NixOS / nixpkgs

Nix Packages collection & NixOS
MIT License
16.71k stars 13.15k forks source link

Kubernetes etcd does not start correctly #124037

Open uhthomas opened 3 years ago

uhthomas commented 3 years ago

Describe the bug https://github.com/NixOS/nixpkgs/issues/59364 is relevant but has no conclusion.

Kubernetes builds ok now using https://github.com/NixOS/nixpkgs/pull/123741 but the the install does not succeed.

I've tried this on multiple machines and they all report the same thing.

I've tried reinstalling multiple times, and removing relevant dirs but the issue persists.

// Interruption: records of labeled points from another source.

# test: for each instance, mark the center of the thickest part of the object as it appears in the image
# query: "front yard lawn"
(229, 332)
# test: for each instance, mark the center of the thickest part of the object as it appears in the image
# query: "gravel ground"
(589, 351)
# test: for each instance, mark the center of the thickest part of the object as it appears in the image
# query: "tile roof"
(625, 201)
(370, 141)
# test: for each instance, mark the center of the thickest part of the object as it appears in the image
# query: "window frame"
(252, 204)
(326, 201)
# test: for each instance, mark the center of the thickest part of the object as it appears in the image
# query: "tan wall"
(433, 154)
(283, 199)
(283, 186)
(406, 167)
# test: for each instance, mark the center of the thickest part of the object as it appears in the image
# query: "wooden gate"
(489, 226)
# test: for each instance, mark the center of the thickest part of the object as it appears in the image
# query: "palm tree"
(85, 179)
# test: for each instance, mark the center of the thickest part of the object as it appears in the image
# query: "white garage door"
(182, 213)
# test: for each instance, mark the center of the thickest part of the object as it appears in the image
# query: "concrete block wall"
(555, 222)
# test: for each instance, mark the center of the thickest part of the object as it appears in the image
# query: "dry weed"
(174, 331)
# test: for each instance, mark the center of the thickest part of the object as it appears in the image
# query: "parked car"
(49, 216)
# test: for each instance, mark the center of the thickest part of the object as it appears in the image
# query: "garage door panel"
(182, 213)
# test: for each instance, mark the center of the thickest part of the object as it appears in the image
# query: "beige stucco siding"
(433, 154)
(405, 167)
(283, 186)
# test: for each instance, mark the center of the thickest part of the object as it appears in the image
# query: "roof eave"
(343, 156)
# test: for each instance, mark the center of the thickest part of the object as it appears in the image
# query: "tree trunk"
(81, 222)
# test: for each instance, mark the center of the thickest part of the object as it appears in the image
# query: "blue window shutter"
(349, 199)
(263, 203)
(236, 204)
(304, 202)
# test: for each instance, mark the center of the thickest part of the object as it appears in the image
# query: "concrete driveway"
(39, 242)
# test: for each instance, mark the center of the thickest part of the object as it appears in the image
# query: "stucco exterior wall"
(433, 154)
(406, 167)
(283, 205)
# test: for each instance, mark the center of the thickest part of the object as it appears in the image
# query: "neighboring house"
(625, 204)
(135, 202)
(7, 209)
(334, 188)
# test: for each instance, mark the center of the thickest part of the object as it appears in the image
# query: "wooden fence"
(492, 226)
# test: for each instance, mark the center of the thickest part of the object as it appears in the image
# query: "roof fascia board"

rm -rf /var/lib/cfssl /var/lib/kubernetes

To Reproduce

Add the following lines to a NixOS host's configuration.nix

{
  services.kubernetes = {
    roles = [ "master" "node" ];
    masterAddress = "api.kube";
    apiserverAddress = "https://api.kube:6443";
    easyCerts = true;
    apiserver = {
      securePort = 6443;
      advertiseAddress = "10.0.0.5";
    };
  };
}

Expected behavior A successful Kubernetes install.

Actual behavior

[ERROR] Deployment to c28593b8bf failed. Last 10 lines of logs:
[ERROR] May 22 16:06:18 c28593b8bf etcd[2188329]: Git SHA: GitNotFound
[ERROR] May 22 16:06:18 c28593b8bf etcd[2188329]: Go Version: go1.16.4
[ERROR] May 22 16:06:18 c28593b8bf etcd[2188329]: Go OS/Arch: linux/amd64
[ERROR] May 22 16:06:18 c28593b8bf etcd[2188329]: setting maximum number of CPUs to 32, total number of available CPUs is 32
[ERROR] May 22 16:06:18 c28593b8bf etcd[2188329]: peerTLS: cert = /var/lib/kubernetes/secrets/etcd.pem, key = /var/lib/kubernetes/secrets/etcd-key.pem, ca = , trusted-ca = /var/lib/kubernetes/secrets/ca.pem, client-cert-auth = false, crl-file =
[ERROR] May 22 16:06:18 c28593b8bf etcd[2188329]: open /var/lib/kubernetes/secrets/etcd.pem: no such file or directory
[ERROR] May 22 16:06:18 c28593b8bf systemd[1]: etcd.service: Main process exited, code=exited, status=1/FAILURE
[ERROR] May 22 16:06:18 c28593b8bf systemd[1]: etcd.service: Failed with result 'exit-code'.
[ERROR] May 22 16:06:18 c28593b8bf systemd[1]: Failed to start etcd key-value store.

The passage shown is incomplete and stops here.